Independent testing determined that the tent met federal safety standards but not voluntary industry standards. The tent manufacturer has reformulated the vinyl in the tent walls and has been selling a new, safer tent since April, said Disney spokesman Chuck Champlin. "The tent burns, but you've got to work hard to make it burn. . . . The kid has virtually got to sit there with a blow torch."
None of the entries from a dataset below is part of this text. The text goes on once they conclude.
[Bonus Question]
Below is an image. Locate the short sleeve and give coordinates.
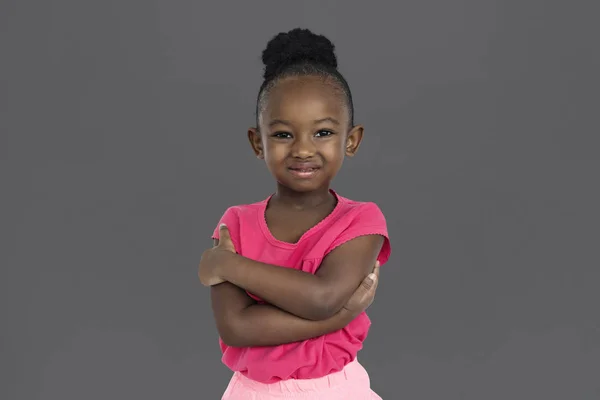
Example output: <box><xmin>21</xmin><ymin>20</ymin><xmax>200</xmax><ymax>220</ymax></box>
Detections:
<box><xmin>325</xmin><ymin>203</ymin><xmax>392</xmax><ymax>265</ymax></box>
<box><xmin>212</xmin><ymin>207</ymin><xmax>240</xmax><ymax>253</ymax></box>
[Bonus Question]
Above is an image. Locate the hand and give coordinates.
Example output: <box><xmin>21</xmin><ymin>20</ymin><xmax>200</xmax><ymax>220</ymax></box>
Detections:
<box><xmin>342</xmin><ymin>261</ymin><xmax>380</xmax><ymax>319</ymax></box>
<box><xmin>198</xmin><ymin>224</ymin><xmax>236</xmax><ymax>286</ymax></box>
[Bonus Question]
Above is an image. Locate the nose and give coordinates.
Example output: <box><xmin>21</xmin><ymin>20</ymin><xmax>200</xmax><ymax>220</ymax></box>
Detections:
<box><xmin>292</xmin><ymin>135</ymin><xmax>317</xmax><ymax>159</ymax></box>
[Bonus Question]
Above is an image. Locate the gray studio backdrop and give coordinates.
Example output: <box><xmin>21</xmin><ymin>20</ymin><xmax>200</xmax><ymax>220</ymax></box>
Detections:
<box><xmin>0</xmin><ymin>0</ymin><xmax>600</xmax><ymax>400</ymax></box>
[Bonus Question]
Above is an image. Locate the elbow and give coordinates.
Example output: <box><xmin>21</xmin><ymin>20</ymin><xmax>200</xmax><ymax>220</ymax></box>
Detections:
<box><xmin>217</xmin><ymin>320</ymin><xmax>248</xmax><ymax>347</ymax></box>
<box><xmin>309</xmin><ymin>289</ymin><xmax>344</xmax><ymax>321</ymax></box>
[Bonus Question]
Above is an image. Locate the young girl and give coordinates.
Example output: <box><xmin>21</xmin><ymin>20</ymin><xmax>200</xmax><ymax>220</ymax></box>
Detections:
<box><xmin>198</xmin><ymin>29</ymin><xmax>391</xmax><ymax>400</ymax></box>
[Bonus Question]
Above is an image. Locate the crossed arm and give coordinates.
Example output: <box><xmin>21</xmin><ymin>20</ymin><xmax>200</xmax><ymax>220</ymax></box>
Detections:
<box><xmin>211</xmin><ymin>235</ymin><xmax>384</xmax><ymax>347</ymax></box>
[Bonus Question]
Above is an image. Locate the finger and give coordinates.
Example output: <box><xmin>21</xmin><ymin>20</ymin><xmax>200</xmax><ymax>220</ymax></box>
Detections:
<box><xmin>372</xmin><ymin>260</ymin><xmax>381</xmax><ymax>277</ymax></box>
<box><xmin>373</xmin><ymin>261</ymin><xmax>381</xmax><ymax>279</ymax></box>
<box><xmin>360</xmin><ymin>272</ymin><xmax>378</xmax><ymax>291</ymax></box>
<box><xmin>219</xmin><ymin>224</ymin><xmax>231</xmax><ymax>244</ymax></box>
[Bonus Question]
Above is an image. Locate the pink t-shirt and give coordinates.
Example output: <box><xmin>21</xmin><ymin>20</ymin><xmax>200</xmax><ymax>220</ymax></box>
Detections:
<box><xmin>213</xmin><ymin>190</ymin><xmax>391</xmax><ymax>383</ymax></box>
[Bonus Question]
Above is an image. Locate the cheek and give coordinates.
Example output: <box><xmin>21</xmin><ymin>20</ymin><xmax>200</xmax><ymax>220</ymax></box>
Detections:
<box><xmin>321</xmin><ymin>141</ymin><xmax>345</xmax><ymax>161</ymax></box>
<box><xmin>264</xmin><ymin>142</ymin><xmax>288</xmax><ymax>161</ymax></box>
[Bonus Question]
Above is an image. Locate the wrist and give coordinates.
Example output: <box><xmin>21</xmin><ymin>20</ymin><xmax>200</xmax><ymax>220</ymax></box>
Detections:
<box><xmin>333</xmin><ymin>307</ymin><xmax>356</xmax><ymax>329</ymax></box>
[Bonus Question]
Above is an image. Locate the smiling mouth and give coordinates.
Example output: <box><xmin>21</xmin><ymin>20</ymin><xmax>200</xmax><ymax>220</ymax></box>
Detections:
<box><xmin>288</xmin><ymin>168</ymin><xmax>320</xmax><ymax>178</ymax></box>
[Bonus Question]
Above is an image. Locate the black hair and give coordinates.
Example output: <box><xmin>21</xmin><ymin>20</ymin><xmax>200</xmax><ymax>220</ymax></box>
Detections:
<box><xmin>256</xmin><ymin>28</ymin><xmax>354</xmax><ymax>126</ymax></box>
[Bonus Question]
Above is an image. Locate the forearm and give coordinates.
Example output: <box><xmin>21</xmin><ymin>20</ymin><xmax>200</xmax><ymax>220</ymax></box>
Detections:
<box><xmin>230</xmin><ymin>304</ymin><xmax>351</xmax><ymax>347</ymax></box>
<box><xmin>211</xmin><ymin>282</ymin><xmax>357</xmax><ymax>347</ymax></box>
<box><xmin>219</xmin><ymin>253</ymin><xmax>338</xmax><ymax>320</ymax></box>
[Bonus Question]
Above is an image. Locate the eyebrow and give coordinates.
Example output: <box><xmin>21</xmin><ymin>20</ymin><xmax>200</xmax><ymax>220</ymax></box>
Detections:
<box><xmin>269</xmin><ymin>117</ymin><xmax>340</xmax><ymax>126</ymax></box>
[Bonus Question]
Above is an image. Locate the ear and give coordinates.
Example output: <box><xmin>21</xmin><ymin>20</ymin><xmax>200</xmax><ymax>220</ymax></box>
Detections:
<box><xmin>345</xmin><ymin>125</ymin><xmax>364</xmax><ymax>157</ymax></box>
<box><xmin>248</xmin><ymin>128</ymin><xmax>265</xmax><ymax>160</ymax></box>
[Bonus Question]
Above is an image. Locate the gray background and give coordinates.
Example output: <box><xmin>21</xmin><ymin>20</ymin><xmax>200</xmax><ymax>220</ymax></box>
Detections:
<box><xmin>0</xmin><ymin>0</ymin><xmax>600</xmax><ymax>400</ymax></box>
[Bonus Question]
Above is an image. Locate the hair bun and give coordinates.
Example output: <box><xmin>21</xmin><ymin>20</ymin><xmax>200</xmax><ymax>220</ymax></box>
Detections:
<box><xmin>262</xmin><ymin>28</ymin><xmax>337</xmax><ymax>80</ymax></box>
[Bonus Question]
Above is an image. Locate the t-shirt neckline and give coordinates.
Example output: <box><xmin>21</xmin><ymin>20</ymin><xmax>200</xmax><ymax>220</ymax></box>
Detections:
<box><xmin>258</xmin><ymin>189</ymin><xmax>344</xmax><ymax>249</ymax></box>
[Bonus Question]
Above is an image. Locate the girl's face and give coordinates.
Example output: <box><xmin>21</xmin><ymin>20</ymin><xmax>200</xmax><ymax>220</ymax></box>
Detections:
<box><xmin>248</xmin><ymin>76</ymin><xmax>363</xmax><ymax>192</ymax></box>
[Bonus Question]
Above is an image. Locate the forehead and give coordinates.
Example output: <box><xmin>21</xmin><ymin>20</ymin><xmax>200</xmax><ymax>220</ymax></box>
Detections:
<box><xmin>260</xmin><ymin>76</ymin><xmax>348</xmax><ymax>128</ymax></box>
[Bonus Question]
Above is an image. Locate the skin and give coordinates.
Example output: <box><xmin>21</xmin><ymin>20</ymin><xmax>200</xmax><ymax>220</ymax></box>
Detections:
<box><xmin>199</xmin><ymin>76</ymin><xmax>384</xmax><ymax>341</ymax></box>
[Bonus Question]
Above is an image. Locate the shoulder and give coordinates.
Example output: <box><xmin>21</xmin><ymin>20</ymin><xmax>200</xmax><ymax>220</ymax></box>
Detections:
<box><xmin>325</xmin><ymin>195</ymin><xmax>391</xmax><ymax>265</ymax></box>
<box><xmin>213</xmin><ymin>200</ymin><xmax>266</xmax><ymax>241</ymax></box>
<box><xmin>214</xmin><ymin>201</ymin><xmax>264</xmax><ymax>220</ymax></box>
<box><xmin>338</xmin><ymin>195</ymin><xmax>387</xmax><ymax>227</ymax></box>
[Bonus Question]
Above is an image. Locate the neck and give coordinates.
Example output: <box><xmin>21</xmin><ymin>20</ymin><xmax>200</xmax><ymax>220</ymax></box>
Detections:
<box><xmin>273</xmin><ymin>184</ymin><xmax>335</xmax><ymax>210</ymax></box>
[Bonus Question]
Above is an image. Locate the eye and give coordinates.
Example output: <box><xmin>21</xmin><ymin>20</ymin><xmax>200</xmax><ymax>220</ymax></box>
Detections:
<box><xmin>272</xmin><ymin>132</ymin><xmax>292</xmax><ymax>139</ymax></box>
<box><xmin>316</xmin><ymin>129</ymin><xmax>333</xmax><ymax>137</ymax></box>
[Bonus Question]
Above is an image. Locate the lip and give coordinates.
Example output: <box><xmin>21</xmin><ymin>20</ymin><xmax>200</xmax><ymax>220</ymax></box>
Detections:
<box><xmin>288</xmin><ymin>163</ymin><xmax>321</xmax><ymax>179</ymax></box>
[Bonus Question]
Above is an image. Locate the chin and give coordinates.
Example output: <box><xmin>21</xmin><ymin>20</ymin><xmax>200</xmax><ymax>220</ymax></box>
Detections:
<box><xmin>277</xmin><ymin>179</ymin><xmax>327</xmax><ymax>193</ymax></box>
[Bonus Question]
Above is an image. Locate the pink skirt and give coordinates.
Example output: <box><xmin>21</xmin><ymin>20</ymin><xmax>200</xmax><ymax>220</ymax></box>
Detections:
<box><xmin>221</xmin><ymin>359</ymin><xmax>382</xmax><ymax>400</ymax></box>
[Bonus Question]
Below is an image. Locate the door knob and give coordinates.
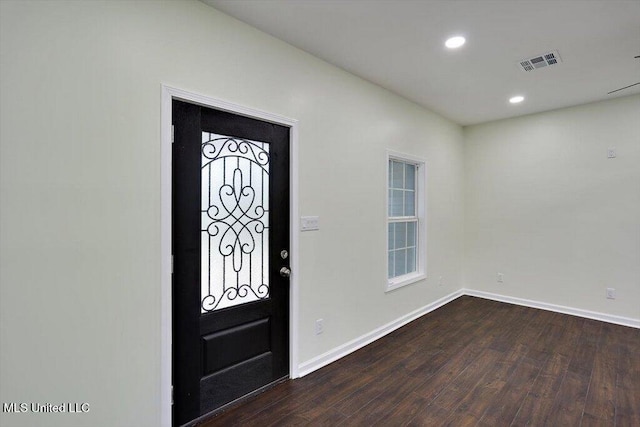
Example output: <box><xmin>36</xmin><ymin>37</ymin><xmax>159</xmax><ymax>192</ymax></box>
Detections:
<box><xmin>280</xmin><ymin>267</ymin><xmax>291</xmax><ymax>279</ymax></box>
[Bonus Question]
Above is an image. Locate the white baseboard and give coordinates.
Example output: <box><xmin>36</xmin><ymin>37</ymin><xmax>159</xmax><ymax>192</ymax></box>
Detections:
<box><xmin>298</xmin><ymin>288</ymin><xmax>640</xmax><ymax>377</ymax></box>
<box><xmin>298</xmin><ymin>290</ymin><xmax>463</xmax><ymax>377</ymax></box>
<box><xmin>460</xmin><ymin>289</ymin><xmax>640</xmax><ymax>328</ymax></box>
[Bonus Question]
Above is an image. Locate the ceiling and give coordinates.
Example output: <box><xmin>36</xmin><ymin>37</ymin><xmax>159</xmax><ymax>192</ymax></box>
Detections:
<box><xmin>203</xmin><ymin>0</ymin><xmax>640</xmax><ymax>125</ymax></box>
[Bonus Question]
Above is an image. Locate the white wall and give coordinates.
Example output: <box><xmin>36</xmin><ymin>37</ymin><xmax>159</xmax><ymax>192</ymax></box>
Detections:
<box><xmin>465</xmin><ymin>96</ymin><xmax>640</xmax><ymax>321</ymax></box>
<box><xmin>0</xmin><ymin>1</ymin><xmax>462</xmax><ymax>426</ymax></box>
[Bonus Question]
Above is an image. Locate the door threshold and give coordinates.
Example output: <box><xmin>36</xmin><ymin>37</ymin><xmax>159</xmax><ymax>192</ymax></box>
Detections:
<box><xmin>181</xmin><ymin>375</ymin><xmax>289</xmax><ymax>427</ymax></box>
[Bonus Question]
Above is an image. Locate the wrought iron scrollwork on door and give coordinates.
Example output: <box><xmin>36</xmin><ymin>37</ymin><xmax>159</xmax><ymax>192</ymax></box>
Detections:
<box><xmin>201</xmin><ymin>132</ymin><xmax>270</xmax><ymax>313</ymax></box>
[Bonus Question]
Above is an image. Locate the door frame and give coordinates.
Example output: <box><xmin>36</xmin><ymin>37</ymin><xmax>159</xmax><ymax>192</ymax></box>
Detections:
<box><xmin>159</xmin><ymin>84</ymin><xmax>299</xmax><ymax>427</ymax></box>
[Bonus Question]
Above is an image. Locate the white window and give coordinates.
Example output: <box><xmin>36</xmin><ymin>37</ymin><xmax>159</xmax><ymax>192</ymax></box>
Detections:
<box><xmin>387</xmin><ymin>151</ymin><xmax>426</xmax><ymax>291</ymax></box>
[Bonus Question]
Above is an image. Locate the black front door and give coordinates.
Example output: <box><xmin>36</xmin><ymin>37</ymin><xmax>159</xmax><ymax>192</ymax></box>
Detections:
<box><xmin>172</xmin><ymin>100</ymin><xmax>289</xmax><ymax>425</ymax></box>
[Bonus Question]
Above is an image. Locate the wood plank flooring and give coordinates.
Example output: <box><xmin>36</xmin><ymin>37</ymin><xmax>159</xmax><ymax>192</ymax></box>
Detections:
<box><xmin>202</xmin><ymin>296</ymin><xmax>640</xmax><ymax>427</ymax></box>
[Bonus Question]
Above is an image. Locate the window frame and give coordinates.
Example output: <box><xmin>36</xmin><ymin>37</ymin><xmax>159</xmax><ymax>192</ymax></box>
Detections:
<box><xmin>384</xmin><ymin>150</ymin><xmax>427</xmax><ymax>292</ymax></box>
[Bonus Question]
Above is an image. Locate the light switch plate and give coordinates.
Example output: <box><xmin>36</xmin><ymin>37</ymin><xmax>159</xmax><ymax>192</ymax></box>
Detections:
<box><xmin>300</xmin><ymin>216</ymin><xmax>320</xmax><ymax>231</ymax></box>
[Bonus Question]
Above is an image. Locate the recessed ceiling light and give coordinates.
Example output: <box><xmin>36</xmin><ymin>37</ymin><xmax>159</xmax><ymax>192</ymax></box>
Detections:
<box><xmin>444</xmin><ymin>36</ymin><xmax>467</xmax><ymax>49</ymax></box>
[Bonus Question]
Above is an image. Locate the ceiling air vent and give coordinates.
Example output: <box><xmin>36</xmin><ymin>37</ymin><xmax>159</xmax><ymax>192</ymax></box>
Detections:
<box><xmin>518</xmin><ymin>50</ymin><xmax>561</xmax><ymax>71</ymax></box>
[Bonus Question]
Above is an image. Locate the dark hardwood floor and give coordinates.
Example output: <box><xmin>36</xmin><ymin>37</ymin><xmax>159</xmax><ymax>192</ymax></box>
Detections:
<box><xmin>203</xmin><ymin>296</ymin><xmax>640</xmax><ymax>427</ymax></box>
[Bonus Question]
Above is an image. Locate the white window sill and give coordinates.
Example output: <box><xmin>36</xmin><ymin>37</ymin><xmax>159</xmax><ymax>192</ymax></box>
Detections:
<box><xmin>385</xmin><ymin>273</ymin><xmax>427</xmax><ymax>292</ymax></box>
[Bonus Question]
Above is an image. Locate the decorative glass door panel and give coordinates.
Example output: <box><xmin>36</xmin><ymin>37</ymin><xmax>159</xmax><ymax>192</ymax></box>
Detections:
<box><xmin>200</xmin><ymin>132</ymin><xmax>269</xmax><ymax>313</ymax></box>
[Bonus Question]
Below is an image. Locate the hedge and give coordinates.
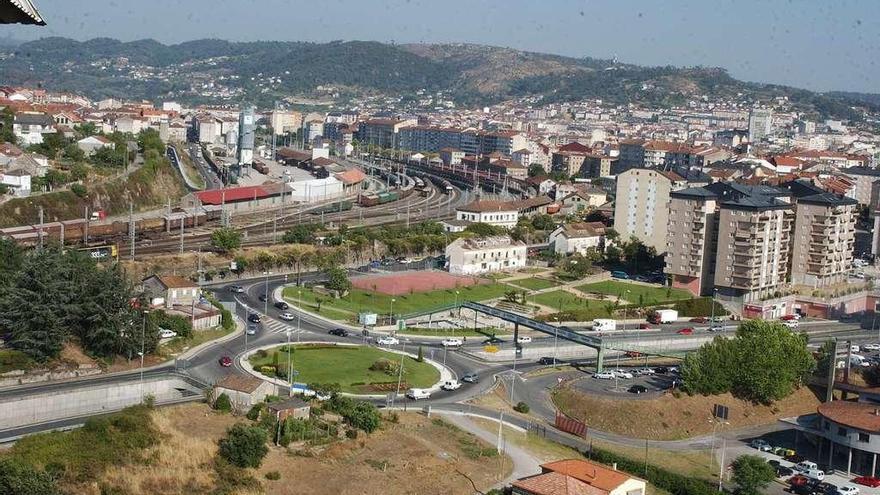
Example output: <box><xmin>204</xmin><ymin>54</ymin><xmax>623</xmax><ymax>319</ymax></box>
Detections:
<box><xmin>586</xmin><ymin>447</ymin><xmax>718</xmax><ymax>495</ymax></box>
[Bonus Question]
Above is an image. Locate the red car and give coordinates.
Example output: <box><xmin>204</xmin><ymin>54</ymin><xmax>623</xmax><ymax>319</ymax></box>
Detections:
<box><xmin>853</xmin><ymin>476</ymin><xmax>880</xmax><ymax>488</ymax></box>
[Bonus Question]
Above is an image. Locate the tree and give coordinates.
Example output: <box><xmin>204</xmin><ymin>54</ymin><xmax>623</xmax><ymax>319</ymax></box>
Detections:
<box><xmin>211</xmin><ymin>227</ymin><xmax>241</xmax><ymax>253</ymax></box>
<box><xmin>324</xmin><ymin>267</ymin><xmax>351</xmax><ymax>293</ymax></box>
<box><xmin>218</xmin><ymin>423</ymin><xmax>269</xmax><ymax>468</ymax></box>
<box><xmin>731</xmin><ymin>454</ymin><xmax>776</xmax><ymax>495</ymax></box>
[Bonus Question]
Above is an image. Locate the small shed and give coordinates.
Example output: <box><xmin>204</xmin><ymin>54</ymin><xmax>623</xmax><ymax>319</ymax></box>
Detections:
<box><xmin>269</xmin><ymin>397</ymin><xmax>312</xmax><ymax>421</ymax></box>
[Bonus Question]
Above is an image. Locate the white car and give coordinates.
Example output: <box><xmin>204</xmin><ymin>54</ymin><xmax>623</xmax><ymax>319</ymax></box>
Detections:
<box><xmin>440</xmin><ymin>380</ymin><xmax>461</xmax><ymax>391</ymax></box>
<box><xmin>837</xmin><ymin>485</ymin><xmax>859</xmax><ymax>495</ymax></box>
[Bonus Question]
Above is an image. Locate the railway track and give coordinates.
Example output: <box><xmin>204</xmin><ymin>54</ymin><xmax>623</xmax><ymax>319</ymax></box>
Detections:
<box><xmin>124</xmin><ymin>186</ymin><xmax>463</xmax><ymax>259</ymax></box>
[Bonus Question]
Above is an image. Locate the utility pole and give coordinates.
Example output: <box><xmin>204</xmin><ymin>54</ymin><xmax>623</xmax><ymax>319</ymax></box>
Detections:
<box><xmin>37</xmin><ymin>206</ymin><xmax>43</xmax><ymax>251</ymax></box>
<box><xmin>128</xmin><ymin>201</ymin><xmax>134</xmax><ymax>261</ymax></box>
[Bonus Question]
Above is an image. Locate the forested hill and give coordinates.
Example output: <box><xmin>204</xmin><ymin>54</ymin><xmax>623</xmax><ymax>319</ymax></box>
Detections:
<box><xmin>0</xmin><ymin>38</ymin><xmax>878</xmax><ymax>119</ymax></box>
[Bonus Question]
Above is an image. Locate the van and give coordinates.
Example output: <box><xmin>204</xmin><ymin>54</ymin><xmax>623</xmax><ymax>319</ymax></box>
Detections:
<box><xmin>593</xmin><ymin>318</ymin><xmax>617</xmax><ymax>332</ymax></box>
<box><xmin>794</xmin><ymin>461</ymin><xmax>819</xmax><ymax>473</ymax></box>
<box><xmin>406</xmin><ymin>388</ymin><xmax>431</xmax><ymax>400</ymax></box>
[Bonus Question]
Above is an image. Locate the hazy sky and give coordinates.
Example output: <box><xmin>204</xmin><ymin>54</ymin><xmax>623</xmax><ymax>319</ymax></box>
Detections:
<box><xmin>6</xmin><ymin>0</ymin><xmax>880</xmax><ymax>92</ymax></box>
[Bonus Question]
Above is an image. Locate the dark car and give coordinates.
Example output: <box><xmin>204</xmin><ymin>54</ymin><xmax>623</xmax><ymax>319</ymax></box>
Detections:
<box><xmin>627</xmin><ymin>385</ymin><xmax>648</xmax><ymax>394</ymax></box>
<box><xmin>776</xmin><ymin>466</ymin><xmax>794</xmax><ymax>478</ymax></box>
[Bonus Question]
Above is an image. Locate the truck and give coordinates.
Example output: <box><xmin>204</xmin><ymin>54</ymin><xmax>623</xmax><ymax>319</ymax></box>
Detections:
<box><xmin>593</xmin><ymin>318</ymin><xmax>617</xmax><ymax>332</ymax></box>
<box><xmin>648</xmin><ymin>309</ymin><xmax>678</xmax><ymax>325</ymax></box>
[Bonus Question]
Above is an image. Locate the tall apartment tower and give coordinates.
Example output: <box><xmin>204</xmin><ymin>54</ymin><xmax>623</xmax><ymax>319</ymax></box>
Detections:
<box><xmin>749</xmin><ymin>108</ymin><xmax>773</xmax><ymax>143</ymax></box>
<box><xmin>238</xmin><ymin>106</ymin><xmax>256</xmax><ymax>166</ymax></box>
<box><xmin>614</xmin><ymin>168</ymin><xmax>687</xmax><ymax>253</ymax></box>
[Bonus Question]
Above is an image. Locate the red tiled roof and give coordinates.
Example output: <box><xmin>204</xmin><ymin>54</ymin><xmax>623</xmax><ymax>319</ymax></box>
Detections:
<box><xmin>196</xmin><ymin>186</ymin><xmax>270</xmax><ymax>205</ymax></box>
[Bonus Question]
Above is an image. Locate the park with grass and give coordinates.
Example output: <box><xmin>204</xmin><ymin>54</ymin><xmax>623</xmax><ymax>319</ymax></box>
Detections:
<box><xmin>248</xmin><ymin>344</ymin><xmax>440</xmax><ymax>394</ymax></box>
<box><xmin>284</xmin><ymin>282</ymin><xmax>514</xmax><ymax>322</ymax></box>
<box><xmin>577</xmin><ymin>280</ymin><xmax>693</xmax><ymax>306</ymax></box>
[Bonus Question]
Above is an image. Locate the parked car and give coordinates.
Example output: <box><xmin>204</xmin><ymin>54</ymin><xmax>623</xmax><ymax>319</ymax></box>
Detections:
<box><xmin>627</xmin><ymin>385</ymin><xmax>648</xmax><ymax>394</ymax></box>
<box><xmin>749</xmin><ymin>438</ymin><xmax>773</xmax><ymax>452</ymax></box>
<box><xmin>406</xmin><ymin>388</ymin><xmax>431</xmax><ymax>400</ymax></box>
<box><xmin>853</xmin><ymin>476</ymin><xmax>880</xmax><ymax>488</ymax></box>
<box><xmin>440</xmin><ymin>380</ymin><xmax>461</xmax><ymax>391</ymax></box>
<box><xmin>837</xmin><ymin>485</ymin><xmax>861</xmax><ymax>495</ymax></box>
<box><xmin>461</xmin><ymin>373</ymin><xmax>480</xmax><ymax>383</ymax></box>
ADA consumer affairs chairperson Ann Brown said her group had not retested the tent yet, but planned to do so. Meanwhile, the ADA lit another match under Mickey this Christmas, charging that a fire risk exists for Snuggle Pals--security blankets with the fuzzy heads of Disney characters attached to one end. Champlin said the blankets exceed all federal and voluntary industry safety standards and remain on sale.